Building on a Pounds 2m foundation

4th November 1994 at 00:00
Public appointments, payments to MPs and the role of quangos are under scrutiny. The TES examines the likely impact of the Nolan inquiry on the world of education. Among the institutions set up by the present Government to promote its radical education reforms is the Grant-Maintained Schools Foundation, which has already come under scrutiny for the way it operates and makes appointments.

The chairman of the foundation, a limited company that receives all its funding from the Department for Education, is Sir Robert Balchin. He is an influential Conservative and treasurer of the party's south-east region, and is also chairman of the Grant-Maintained Schools Centre, a private company that sells services to grant-maintained schools. (Sir Robert is also a member of the Funding Agency for Schools) The foundation was created earlier this year (it took on the name of a former charitable body) and its role is to provide information to schools about becoming grant-maintained.

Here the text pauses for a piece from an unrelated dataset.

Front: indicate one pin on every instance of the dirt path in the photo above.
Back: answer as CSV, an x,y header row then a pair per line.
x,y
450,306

The job of chief officer was not advertised. The appointment went to Andrew Turner, a Conservative county councillor in Oxfordshire, who was transferred from the Grant-Maintained Schools Centre. He had formerly been employed by a trust set up to promote opting-out to schools.

The foundation said this week that eight staff work from the London office, excluding the chairman, and four in the regional offices. A further three regional offices will open in the North-east, Exeter and Swansea.

The foundation's press officer, Jenny Smith, said terms and conditions of employees were confidential. Although wholly funded by the DFE - a grant of Pounds 695,000 this year - it operates independently. It is not listed as a non-departmental government body and the conditions of its grant are set out in confidential memoranda.

Before its creation, the DFE was funding the Grant-Maintained Schools Centre. In 19934 the centre received Pounds 800,000. In total, it has had about Pounds 2 million, intended to enable the centre to provide services to grant-maintained schools. The National Audit Office does not audit the accounts, but it does have powers of investigation.

The foundation appoints its own directors. They include Sir Christopher Lawson, former director of marketing for the Tory party. Sir Robert is not paid by the centre. Directors can claim an attendance allowance of Pounds 55 a day.